The Case Against Reality
Donald Hoffman | 1:52:39
Hey, what's up everybody it's Dr. Zuber Nemanja, aka Z Dawg MD and I am just an icon okay. And that will be explained that the by watching this episode I'm here with Professor of Cognitive Sciences at the University of California Irvine and a personal intellectual hero of mine. No bias here. Dr. Donald Hoffman. Professor, welcome to the show.
Thank you so much. Zubin. Pleasure to be here. And thanks for inviting me, man, it's really crazy to have you in my garage. Because I've seen your TED Talk. I've watched I've been to workshops with your I've read your book The case against reality, why evolution hid the truth from our eyes.
And I have to be honest with you, I'm like, to the extent that a scientist can be a fanboy of another scientist, and I am a fanboy. Because what you've kind of proposed, and again, we may be wrong here.

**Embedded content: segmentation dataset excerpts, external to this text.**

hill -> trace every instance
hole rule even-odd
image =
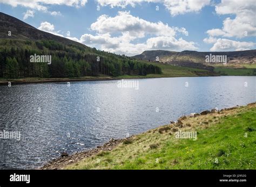
[[[158,66],[39,30],[2,12],[0,22],[0,78],[117,77],[161,73]],[[31,61],[31,55],[41,59]],[[51,62],[42,63],[45,62],[44,57]]]
[[[205,63],[205,56],[210,54],[214,55],[227,55],[228,63],[256,63],[256,50],[247,50],[233,52],[199,52],[194,51],[184,51],[181,52],[168,51],[157,50],[146,51],[141,54],[132,57],[155,61],[157,56],[160,62],[173,63],[179,62],[192,62],[195,63]]]

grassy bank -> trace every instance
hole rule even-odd
[[[254,103],[187,117],[63,169],[255,169],[255,130]],[[176,138],[176,131],[180,130],[197,132],[197,140]]]
[[[221,75],[230,76],[255,76],[256,75],[255,63],[211,64],[214,67],[214,71]]]

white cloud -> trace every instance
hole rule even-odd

But it's the one thing that's actually felt right to me about the nature of reality that we don't see it, as it actually is. In other words, we don't see truth, we see a graphical user interface that is a series of icons that are tuned to keep us alive and reproducing, but not tuned to show us the truth. And the underlying truth. That is there may be much more interesting than we think. So yes. Let's start with that. How did you even get interested in studying this?
Well, I was interested in perception, and artificial intelligence. And the question, are we machines, people, just machines? Or is there something more to us than just machines? And, and so I was, as a teenager, I was very interested in these questions. I was programming so I knew what programs could do about and but I was also, you know, my dad was a fundamentalist minister.
So there were all these other aspects of spirituality or religion that were interesting about human nature. And I was trying to put all this stuff together. So I would, on the one side with programming and the new kinds of capacities of artificial intelligence, if it was looking like we might be machines and the other hand, they're supposed to be something about us that's beyond the machine. And so I was very, very curious. And so I started, I went to UCLA, and did an undergraduate degree in which I was studying computer science, mathematics, with a major in psychology.